Views: 12
The United States will do everything possible to stop the supply of weapons from Iran and North Korea to Russia, U.S. Secretary of State Antony Blinken Said during a joint press conference with NATO Secretary General Jens Stoltenberg on June 18.
“We will continue to do everything we can to cut off the support that countries like Iran and North Korea are providing to Russia for the war against Ukraine,” he said.
Blinken noted that Russia is trying to strengthen relations with countries that can supply everything necessary to continue the war in Ukraine, particularly Iran and North Korea.
“We are very much concerned about this because this is what’s keeping the war going,” the American diplomat said.
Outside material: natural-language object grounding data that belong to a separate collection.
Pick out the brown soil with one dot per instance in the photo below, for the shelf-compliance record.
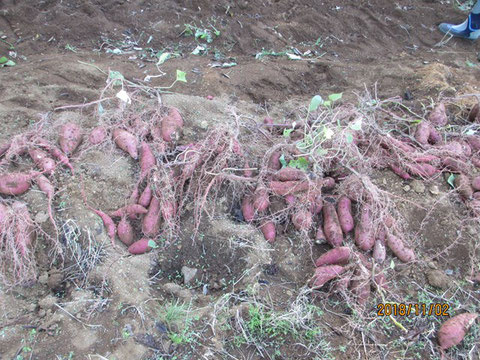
(63, 51)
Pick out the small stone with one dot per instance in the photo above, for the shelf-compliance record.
(418, 186)
(188, 274)
(439, 279)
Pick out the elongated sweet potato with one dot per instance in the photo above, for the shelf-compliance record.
(147, 159)
(364, 237)
(171, 125)
(125, 231)
(97, 135)
(323, 274)
(261, 201)
(399, 248)
(337, 256)
(438, 116)
(289, 174)
(69, 138)
(43, 162)
(302, 219)
(140, 247)
(126, 141)
(453, 330)
(129, 210)
(268, 231)
(463, 186)
(331, 225)
(151, 221)
(15, 183)
(344, 211)
(248, 210)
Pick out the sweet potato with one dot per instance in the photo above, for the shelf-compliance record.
(344, 211)
(463, 186)
(268, 231)
(438, 116)
(125, 231)
(336, 256)
(302, 219)
(261, 201)
(331, 225)
(97, 135)
(474, 115)
(248, 210)
(151, 221)
(129, 210)
(140, 247)
(453, 330)
(274, 161)
(42, 161)
(171, 125)
(289, 174)
(147, 159)
(326, 273)
(364, 237)
(422, 170)
(399, 248)
(146, 196)
(69, 138)
(422, 132)
(15, 183)
(126, 141)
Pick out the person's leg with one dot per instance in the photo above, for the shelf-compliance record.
(469, 29)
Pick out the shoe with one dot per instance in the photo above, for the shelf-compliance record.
(469, 29)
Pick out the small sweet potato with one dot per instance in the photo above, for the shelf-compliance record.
(438, 116)
(464, 188)
(268, 231)
(97, 135)
(171, 125)
(140, 247)
(331, 225)
(125, 231)
(15, 183)
(147, 159)
(302, 219)
(399, 248)
(248, 210)
(289, 174)
(69, 138)
(129, 210)
(453, 330)
(326, 273)
(344, 211)
(336, 256)
(151, 221)
(126, 141)
(42, 161)
(364, 237)
(422, 132)
(261, 201)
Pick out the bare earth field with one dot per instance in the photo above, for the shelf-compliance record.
(213, 288)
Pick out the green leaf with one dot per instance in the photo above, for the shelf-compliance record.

He added that the fastest way to end the war is to deprive Russian dictator Vladimir Putin of the idea that he can outlast Ukraine and all its allies.
“But also, if he knows that the fuel he needs for his war machine won’t be there anymore,” Blinken added.
Earlier, White House spokesman John Kirby said that the United States is concerned about the deepening relations between Russia and North Korea, particularly the impact on the war in Ukraine and security on the Korean Peninsula.
North Korean weapons in Russia’s war against Ukraine
Russia launched strikes on Ukraine using North Korean ballistic missiles on Dec. 30, 2023, as well as on Jan. 2 and Jan. 6, 2024, National Security Council representative John Kirby said in early January.
North Korea is using Ukraine as a “testing ground” for its ballistic missiles capable of carrying nuclear warheads, South Korean representative to the UN Hwang Joonkook declared.
Evidence of the Russian army using North Korean missiles in Ukraine was announced by Ukrainian Prosecutor General Andriy Kostin on Jan. 11.
North Korea dismissed the US accusations of providing ballistic missiles to Russia for use in the war against Ukraine as “groundless.”
The Ukrainian Security Service reported documented evidence of Russian airstrikes on Ukrainian civilian infrastructure using North Korean weaponry on Feb. 22.
North Korea has sent about 7,000 containers of ammunition and other military equipment to Russia since last year, South Korea said.
Approximately half of the North Korean missiles launched by Russia at Ukraine from December 2023 to February 2024 exploded in mid-air, the Prosecutor General’s Office said on May 7.